The acting is really great here. Adrien Brody and Sarah Polley are fantastic in the lead roles. They portray a flawed couple that, through these extraordinary events, finds out that they might not be who they thought they were. The thing about that is that these are things that they would have realized about each other with or without Dren coming between them; it was just a matter of when.
It would be criminal not to mention French model/actress Delphine Chaneac’s performance as Dren. She manages to emote so well without any dialogue that with every distressed sound, your heart breaks a little more. Like Boris Karloff before her, she’s able to make the audience feel for a monster without saying a word. We feel all her sadness, confusion and rage in every scene.
The special effects are also a major highlight. Greg Nicotero and Howard Berger’s KNB Effects Group have done a wonderful job bringing the creatures of SPLICE to life. Dren and the other creatures are pulled off by blending puppets, CG, and makeup effects and the results are pretty much seamless. This really goes to show that the best way to achieve special effects is by combining different mediums based on what’s right for the job, rather than rely entirely on CGI. The effects are incredible, even for a modestly budgeted film like this. It makes one wonder why this approach isn’t taken more often.

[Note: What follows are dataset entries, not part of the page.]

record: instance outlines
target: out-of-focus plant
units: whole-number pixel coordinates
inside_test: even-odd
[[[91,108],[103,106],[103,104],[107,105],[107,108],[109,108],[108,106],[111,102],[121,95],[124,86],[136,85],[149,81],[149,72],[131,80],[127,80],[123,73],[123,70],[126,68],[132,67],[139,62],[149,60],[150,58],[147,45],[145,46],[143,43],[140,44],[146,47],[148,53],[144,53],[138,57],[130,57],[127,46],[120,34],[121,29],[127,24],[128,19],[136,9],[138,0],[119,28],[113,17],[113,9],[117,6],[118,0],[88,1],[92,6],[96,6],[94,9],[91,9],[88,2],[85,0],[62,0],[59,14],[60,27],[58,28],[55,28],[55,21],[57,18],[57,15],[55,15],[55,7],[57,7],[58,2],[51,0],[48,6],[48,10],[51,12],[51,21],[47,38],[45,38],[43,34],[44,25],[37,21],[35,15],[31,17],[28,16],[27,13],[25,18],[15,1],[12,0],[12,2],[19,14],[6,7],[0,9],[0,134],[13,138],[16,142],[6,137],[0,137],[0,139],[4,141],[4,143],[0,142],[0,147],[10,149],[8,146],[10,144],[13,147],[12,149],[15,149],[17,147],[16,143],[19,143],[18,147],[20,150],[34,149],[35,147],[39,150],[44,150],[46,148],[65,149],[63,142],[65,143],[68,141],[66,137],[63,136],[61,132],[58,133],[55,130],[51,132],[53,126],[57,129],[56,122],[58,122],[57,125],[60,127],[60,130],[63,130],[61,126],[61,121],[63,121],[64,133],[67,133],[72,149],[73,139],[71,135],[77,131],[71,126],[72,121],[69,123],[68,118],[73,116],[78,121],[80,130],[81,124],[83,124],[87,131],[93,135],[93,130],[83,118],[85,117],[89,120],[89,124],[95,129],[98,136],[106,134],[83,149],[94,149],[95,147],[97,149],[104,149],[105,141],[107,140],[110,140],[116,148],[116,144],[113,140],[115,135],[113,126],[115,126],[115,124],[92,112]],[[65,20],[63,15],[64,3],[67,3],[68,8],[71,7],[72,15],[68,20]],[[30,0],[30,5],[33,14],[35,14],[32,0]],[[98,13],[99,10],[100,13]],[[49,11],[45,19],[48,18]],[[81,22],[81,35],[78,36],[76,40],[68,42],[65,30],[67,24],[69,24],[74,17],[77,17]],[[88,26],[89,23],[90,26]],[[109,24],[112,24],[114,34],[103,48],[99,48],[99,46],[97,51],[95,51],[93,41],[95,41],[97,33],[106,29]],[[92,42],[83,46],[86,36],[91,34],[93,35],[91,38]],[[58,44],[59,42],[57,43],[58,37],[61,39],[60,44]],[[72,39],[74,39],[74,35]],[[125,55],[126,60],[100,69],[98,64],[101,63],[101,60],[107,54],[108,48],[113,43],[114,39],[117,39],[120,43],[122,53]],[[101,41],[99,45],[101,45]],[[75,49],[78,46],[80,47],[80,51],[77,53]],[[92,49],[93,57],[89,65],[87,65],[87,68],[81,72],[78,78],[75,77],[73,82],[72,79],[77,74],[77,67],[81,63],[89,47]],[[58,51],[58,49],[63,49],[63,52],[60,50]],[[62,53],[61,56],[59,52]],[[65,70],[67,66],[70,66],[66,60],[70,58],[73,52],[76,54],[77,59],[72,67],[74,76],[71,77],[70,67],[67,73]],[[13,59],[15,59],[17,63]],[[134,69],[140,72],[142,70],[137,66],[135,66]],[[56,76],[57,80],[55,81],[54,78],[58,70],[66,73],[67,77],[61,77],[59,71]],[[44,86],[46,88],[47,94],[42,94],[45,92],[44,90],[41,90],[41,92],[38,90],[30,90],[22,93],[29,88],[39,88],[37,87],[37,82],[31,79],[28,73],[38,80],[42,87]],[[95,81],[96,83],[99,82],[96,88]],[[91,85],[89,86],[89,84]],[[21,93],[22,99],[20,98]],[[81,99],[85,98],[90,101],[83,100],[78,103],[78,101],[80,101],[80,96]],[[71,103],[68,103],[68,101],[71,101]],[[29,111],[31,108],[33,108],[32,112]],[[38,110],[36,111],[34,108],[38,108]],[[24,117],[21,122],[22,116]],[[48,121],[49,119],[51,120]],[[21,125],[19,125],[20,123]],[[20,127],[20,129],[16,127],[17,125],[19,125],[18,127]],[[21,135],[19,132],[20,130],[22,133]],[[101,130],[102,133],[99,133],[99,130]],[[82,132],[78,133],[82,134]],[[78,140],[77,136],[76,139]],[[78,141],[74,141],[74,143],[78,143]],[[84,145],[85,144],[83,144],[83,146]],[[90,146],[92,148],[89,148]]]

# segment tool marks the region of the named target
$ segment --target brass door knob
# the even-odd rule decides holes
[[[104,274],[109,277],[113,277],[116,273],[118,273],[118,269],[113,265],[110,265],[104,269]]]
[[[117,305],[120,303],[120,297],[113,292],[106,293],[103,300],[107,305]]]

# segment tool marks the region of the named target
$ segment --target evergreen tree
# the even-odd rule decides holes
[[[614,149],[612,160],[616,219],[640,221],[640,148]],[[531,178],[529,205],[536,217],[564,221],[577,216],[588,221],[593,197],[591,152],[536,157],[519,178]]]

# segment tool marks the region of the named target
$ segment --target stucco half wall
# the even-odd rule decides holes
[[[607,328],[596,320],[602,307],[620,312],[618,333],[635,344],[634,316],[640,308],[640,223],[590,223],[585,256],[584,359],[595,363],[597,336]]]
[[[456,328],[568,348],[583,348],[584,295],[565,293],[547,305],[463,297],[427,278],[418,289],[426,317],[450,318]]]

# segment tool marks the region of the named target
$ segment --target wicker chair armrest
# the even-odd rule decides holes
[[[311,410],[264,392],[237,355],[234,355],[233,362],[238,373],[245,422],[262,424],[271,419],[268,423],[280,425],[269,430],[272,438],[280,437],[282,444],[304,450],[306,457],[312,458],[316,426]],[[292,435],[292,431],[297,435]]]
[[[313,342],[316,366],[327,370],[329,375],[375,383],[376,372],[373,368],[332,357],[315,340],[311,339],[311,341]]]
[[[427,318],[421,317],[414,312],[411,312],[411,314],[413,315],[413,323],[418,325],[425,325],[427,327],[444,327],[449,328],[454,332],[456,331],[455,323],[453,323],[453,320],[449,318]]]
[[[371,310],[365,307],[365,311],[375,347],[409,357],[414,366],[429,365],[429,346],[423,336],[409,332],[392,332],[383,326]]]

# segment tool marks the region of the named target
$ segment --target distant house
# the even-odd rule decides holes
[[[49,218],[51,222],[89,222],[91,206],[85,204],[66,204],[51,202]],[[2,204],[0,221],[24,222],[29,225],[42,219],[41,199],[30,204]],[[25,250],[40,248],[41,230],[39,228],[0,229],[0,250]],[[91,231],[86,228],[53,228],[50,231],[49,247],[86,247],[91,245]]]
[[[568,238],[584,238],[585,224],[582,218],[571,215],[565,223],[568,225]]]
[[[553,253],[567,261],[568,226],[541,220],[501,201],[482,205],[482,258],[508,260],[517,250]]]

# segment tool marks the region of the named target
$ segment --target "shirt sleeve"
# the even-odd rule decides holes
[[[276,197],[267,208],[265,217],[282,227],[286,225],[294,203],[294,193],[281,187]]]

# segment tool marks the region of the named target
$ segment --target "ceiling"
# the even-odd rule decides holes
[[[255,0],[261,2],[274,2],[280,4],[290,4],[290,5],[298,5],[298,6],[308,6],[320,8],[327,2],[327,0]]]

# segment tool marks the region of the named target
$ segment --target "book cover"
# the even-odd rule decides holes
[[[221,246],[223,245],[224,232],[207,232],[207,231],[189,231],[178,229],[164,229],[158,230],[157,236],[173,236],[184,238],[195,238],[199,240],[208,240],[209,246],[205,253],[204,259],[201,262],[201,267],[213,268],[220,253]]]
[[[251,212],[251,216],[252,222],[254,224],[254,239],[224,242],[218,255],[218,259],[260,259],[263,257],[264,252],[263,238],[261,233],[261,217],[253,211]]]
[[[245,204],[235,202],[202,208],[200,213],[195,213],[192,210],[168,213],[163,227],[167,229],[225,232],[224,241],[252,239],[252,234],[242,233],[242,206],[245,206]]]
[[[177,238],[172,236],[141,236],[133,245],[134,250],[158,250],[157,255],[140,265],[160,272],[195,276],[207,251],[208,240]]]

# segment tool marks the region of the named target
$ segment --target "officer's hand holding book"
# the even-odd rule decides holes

This isn’t to say it’s a perfect film. Like most films, SPLICE has its flaws. The screenwriting takes a few shortcuts here and there and the science is way out there, with much of it having little to no real explanation behind it. But these are the types of flaws that rarely get under my skin, so it didn’t bother me. The performances and the story kept me roped in the entire time, so I didn’t even notice these things until way after the movie ended.
SPLICE, as its title may imply, splices together familiar genre conventions into something that looks and feels totally unique. The film puts a Freudian spin on elements of Frankenstein (in fact, the two leads are named after BRIDE OF FRANKENSTEIN actors Elsa Lanchaster and Colin Clive), and combines it with the themes of David Cronenberg’s films (most notably THE FLY and RABID). And like THE FLY, SPLICE takes a totally ridiculous premise and makes it believable with competent filmmaking, interesting characters and fantastic performances. With Cronenberg having moved on from horror and sci-fi a long time ago, Natali has picked up right where the Canadian master left off.
Even with all these comparisons, SPLICE still manages to stand alone as its own unique film. Be warned though; this is not a film for everyone. This is about as weird as it gets. But if you’re into the weirdo cinema of David Cronenberg, Stuart Gordon, Frank Henenlotter or Shinya Tsukamoto, one really can’t ask for much more. Even with its wonky science and absurd situations, the story is told so well that it sucks you in and keeps you there until it pukes you back up at the end.